Comment soigner dans l’espace ?
Le 24 février 1997, un incendie s’est déclaré à bord de la station orbitale russe Mir lors de l’entretien d’un générateur d’oxygène. Une cartouche de perchlorate de lithium a pris feu à plus de 350 kilomètres d’altitude, créant une situation critique. Les astronautes ont dû se protéger des fumées toxiques et maîtriser l’incendie en quelques minutes. Cet incident met en lumière les risques majeurs auxquels sont confrontés les astronautes : le feu, la dépressurisation et la contamination de l’atmosphère.

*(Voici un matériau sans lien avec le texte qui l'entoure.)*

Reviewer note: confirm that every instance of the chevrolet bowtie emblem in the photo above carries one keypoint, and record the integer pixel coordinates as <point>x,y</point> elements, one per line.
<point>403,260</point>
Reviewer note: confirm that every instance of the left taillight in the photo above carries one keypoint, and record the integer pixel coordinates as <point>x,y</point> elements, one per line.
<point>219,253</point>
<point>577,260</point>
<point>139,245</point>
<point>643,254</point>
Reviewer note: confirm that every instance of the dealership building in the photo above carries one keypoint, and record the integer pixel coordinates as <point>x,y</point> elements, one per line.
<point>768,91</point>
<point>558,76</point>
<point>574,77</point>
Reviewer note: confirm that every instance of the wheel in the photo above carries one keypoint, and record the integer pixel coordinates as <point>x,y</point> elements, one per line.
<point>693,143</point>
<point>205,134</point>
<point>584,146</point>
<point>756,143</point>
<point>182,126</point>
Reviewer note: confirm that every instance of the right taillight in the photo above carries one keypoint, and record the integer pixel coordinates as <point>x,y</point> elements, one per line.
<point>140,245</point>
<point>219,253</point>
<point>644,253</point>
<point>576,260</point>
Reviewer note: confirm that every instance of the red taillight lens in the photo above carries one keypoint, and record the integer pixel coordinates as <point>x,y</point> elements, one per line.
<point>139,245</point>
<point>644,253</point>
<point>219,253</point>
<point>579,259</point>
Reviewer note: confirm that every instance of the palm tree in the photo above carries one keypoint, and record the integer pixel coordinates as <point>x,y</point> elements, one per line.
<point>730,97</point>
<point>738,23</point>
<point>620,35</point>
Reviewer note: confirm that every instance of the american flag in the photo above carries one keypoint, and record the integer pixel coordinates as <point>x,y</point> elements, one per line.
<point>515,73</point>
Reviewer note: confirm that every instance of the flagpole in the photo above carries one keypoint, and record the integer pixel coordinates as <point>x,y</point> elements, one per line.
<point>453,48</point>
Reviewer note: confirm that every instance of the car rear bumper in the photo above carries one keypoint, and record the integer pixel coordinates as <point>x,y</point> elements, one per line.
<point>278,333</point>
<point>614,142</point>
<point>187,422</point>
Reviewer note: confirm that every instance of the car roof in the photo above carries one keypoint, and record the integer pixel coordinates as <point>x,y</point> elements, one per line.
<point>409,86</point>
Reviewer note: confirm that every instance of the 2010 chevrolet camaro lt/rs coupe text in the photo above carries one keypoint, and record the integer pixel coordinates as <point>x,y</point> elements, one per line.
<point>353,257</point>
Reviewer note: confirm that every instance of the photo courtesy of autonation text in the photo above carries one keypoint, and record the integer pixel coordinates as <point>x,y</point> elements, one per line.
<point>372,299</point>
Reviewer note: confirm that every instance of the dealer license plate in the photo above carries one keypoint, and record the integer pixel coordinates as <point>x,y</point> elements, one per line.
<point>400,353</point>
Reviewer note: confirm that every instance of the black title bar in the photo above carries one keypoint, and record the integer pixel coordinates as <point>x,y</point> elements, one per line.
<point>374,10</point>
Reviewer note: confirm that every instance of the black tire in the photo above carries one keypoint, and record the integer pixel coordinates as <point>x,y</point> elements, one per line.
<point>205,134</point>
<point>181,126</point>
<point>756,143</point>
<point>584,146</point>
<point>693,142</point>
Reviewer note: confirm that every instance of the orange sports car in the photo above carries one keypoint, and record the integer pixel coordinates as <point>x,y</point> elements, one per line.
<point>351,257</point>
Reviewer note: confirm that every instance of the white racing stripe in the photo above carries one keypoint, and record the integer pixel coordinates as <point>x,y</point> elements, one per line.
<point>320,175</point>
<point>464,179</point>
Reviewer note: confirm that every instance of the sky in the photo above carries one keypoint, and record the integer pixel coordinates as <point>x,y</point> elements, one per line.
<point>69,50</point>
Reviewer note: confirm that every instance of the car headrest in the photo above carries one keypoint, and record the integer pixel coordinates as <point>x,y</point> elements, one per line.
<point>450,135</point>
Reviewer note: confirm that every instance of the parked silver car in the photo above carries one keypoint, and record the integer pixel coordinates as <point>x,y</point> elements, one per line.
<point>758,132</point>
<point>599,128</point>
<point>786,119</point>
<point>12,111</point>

À bord de la Station spatiale internationale (ISS), l’assistance médicale et l’évacuation ne sont pas toujours possibles. Il est donc essentiel de prévenir les risques et d’anticiper divers scénarios pour rendre l’équipage autonome face à des problèmes de santé. Les missions vers l’espace profond, comme l’exploration martienne, posent des questions sur la protection et l’adaptation de l’humain à ce milieu hostile.
Les astronautes vivent dans un environnement confiné, avec des risques d’électrisation, de brûlures ou d’exposition à des produits irritants. Les sorties extravéhiculaires, nécessaires pour certaines réparations, sont également risquées. Les combinaisons spatiales, qui contiennent des systèmes de support vital, exposent les astronautes à des conditions hypobares. De plus, les collisions avec des débris spatiaux représentent une menace constante.
L’impesanteur a des effets néfastes sur la santé des astronautes. Les muscles et les os se déminéralisent, et d’autres problèmes physiologiques, comme la réduction de la coordination sensorimotrice, peuvent survenir. Une étude de la NASA, connue sous le nom de twins study, a révélé que des astronautes exposés à l’impesanteur pendant 340 jours ont subi des changements biologiques notables, dont la plupart se sont normalisés après leur retour sur Terre.
Pour protéger la santé des astronautes, les agences spatiales ont mis en place une stratégie de réduction des risques reposant sur trois piliers : la prévention, les contre-mes et l’autonomie médicale à bord. La sélection rigoureuse des astronautes, suivie d’un encadrement médical pendant la préparation, vise à minimiser les risques de décompensation de pathologies chroniques. Un confinement de quatorze jours avant le décollage réduit les risques d’infection.
En cas de problème médical, l’ISS est équipée de plus de 190 produits pharmaceutiques, organisés en kits médicaux. Les astronautes bénéficient également d’une assistance médicale depuis le sol, avec des médecins spécialisés en médecine aérospatiale surveillant en continu leur état de santé. À ce jour, aucune évacuation médicale n’a été nécessaire à bord de l’ISS depuis son lancement en 2000.
Cependant, l’autonomie médicale à bord présente des limites. L’ISS n’est pas conçue pour des soins intensifs prolongés, et certaines pathologies peuvent nécessiter des traitements que la station ne peut pas fournir. De plus, la séparation géographique entre l’équipage et les experts médicaux sur Terre complique l’assistance en cas de crise.
Les défis de la médecine spatiale continuent d’évoluer, surtout avec l’essor des missions vers Mars. Les recherches en cours, comme la production de médicaments in situ, sont cruciales pour améliorer la sécurité des astronautes dans l’espace.